17. In view of the aforesaid authoritative pronouncement, there can be no cavil that Form ITNS-150 is an order in writing determining the sum payable by an Assessee.

18. Any amendment to Form ITNS-150 would clearly fall within the scope of an amendment as contemplated under Section 154(1)(a) of the Act. Thus, in terms of sub-section (7) of Section 154 of the Act, no amendment of such an order can be made after expiry of four years from the date of the said order.

19. The record also does not support the contention that the impugned order has not been passed under Section 154 of the Act. This is so because the impugned order was passed pursuant to a show cause notice issued in respect of proceedings under Section 154 of the Act and the impugned order expressly indicates that it has been passed under Section 154 of the Act read with Section 143(3) /147 of the Act.

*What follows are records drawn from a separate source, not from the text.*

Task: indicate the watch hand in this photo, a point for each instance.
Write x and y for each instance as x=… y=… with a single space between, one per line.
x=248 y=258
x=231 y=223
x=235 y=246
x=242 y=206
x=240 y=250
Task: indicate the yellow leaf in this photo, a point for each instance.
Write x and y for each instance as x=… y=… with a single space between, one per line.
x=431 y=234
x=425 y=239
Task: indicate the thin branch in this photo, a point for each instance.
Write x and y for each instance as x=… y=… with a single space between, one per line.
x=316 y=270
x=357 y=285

20. We are also not persuaded to accept that the figure of interest under Section 234A of the Act, which is sought to be corrected, was a clerical error. As noted above, the reassessment order dated 11.12.2018 expressly stated that the “interest under Section 234A, 234B, 234C and 234D, if any, has been charged”. The AO had signed the assessment order. Thus, confirming that the interest chargeable under any of the aforesaid Sections, had been charged. The Form ITNS-150 was also signed by the AO and the same indicated that the interest amounting ₹6,92,90,301/- was determined as payable under Section 234B of the Act; an amount of ₹5,682/- was determined as payable under Section 234C of the Act; and the interest under Section 234A of the Act was determined as “0”. It follows that the AO was of the view that no interest under Section 234A of the Act was chargeable. This is not a case where the AO had directed the levy of interest under Section 234A of the Act and by an inadvertent error, the same was not mentioned in the computation of tax payable (in Form ITNS-150). The assessment order itself clearly specified that the interest if any had been charged. It must follow that the AO was aware of the interest that was determined as payable in the income tax computation form (Form ITNS- 150).

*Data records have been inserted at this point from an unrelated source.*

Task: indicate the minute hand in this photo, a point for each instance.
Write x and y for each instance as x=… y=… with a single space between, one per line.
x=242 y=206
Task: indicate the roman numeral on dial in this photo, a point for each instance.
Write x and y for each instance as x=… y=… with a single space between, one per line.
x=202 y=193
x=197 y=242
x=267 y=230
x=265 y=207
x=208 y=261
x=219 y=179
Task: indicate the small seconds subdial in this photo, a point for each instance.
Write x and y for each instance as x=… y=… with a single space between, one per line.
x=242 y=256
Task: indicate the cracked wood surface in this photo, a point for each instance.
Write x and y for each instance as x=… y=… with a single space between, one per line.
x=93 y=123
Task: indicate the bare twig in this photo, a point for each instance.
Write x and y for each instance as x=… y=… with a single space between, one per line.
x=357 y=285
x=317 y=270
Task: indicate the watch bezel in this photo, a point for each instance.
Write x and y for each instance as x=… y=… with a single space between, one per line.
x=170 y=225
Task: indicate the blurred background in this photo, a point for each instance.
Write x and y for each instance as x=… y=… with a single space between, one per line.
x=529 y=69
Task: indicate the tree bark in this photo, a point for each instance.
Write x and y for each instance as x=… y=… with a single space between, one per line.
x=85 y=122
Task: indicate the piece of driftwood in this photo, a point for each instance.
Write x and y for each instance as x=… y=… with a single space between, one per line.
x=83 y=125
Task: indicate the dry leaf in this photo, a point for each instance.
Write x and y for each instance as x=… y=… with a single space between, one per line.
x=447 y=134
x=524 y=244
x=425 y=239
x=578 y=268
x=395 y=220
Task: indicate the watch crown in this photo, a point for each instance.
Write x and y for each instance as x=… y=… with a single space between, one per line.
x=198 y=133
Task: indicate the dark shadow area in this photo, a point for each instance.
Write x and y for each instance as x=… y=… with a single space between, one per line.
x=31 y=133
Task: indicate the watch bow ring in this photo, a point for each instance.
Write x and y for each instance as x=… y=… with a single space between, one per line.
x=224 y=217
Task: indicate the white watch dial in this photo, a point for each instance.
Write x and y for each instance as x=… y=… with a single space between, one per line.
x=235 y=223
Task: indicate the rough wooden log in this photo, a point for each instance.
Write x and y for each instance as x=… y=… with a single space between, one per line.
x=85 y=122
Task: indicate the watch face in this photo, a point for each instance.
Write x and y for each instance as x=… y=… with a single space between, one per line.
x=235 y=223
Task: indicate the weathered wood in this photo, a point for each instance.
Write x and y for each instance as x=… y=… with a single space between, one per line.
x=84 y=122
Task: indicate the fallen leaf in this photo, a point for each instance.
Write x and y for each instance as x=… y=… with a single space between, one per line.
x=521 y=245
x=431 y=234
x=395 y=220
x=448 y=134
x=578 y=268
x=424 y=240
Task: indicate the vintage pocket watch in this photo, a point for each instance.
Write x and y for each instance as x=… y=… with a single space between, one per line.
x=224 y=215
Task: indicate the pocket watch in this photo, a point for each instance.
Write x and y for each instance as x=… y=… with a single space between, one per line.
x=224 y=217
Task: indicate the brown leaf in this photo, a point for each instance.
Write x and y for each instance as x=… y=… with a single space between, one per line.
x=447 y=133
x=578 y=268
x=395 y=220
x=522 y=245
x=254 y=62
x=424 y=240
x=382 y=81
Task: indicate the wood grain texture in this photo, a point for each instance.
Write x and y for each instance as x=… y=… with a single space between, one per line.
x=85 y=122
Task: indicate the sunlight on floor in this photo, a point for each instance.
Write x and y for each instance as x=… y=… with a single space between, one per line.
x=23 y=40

21. It is also material to note that the Assessee disputes that any interest under Section 234A of the Act is payable. It is the Assessee’s contention that the return filed pursuant to the notice under Section 148 of the Act, was a mere reiteration of return that was originally filed. Therefore, it could not be faulted for the delay in filing its return of income. It is not necessary to examine the merits of the said contention in this proceeding, however, it is clear that the issue involved is a contentious one and the Assessee’s claim in this regard cannot be considered as unsubstantial which merits no consideration.

22. In view of the above, it is clear that the impugned order and the impugned demand notice had been issued beyond the prescribed period and are thus set aside.

23. The petition is allowed in the aforesaid terms. The pending applications are also disposed of.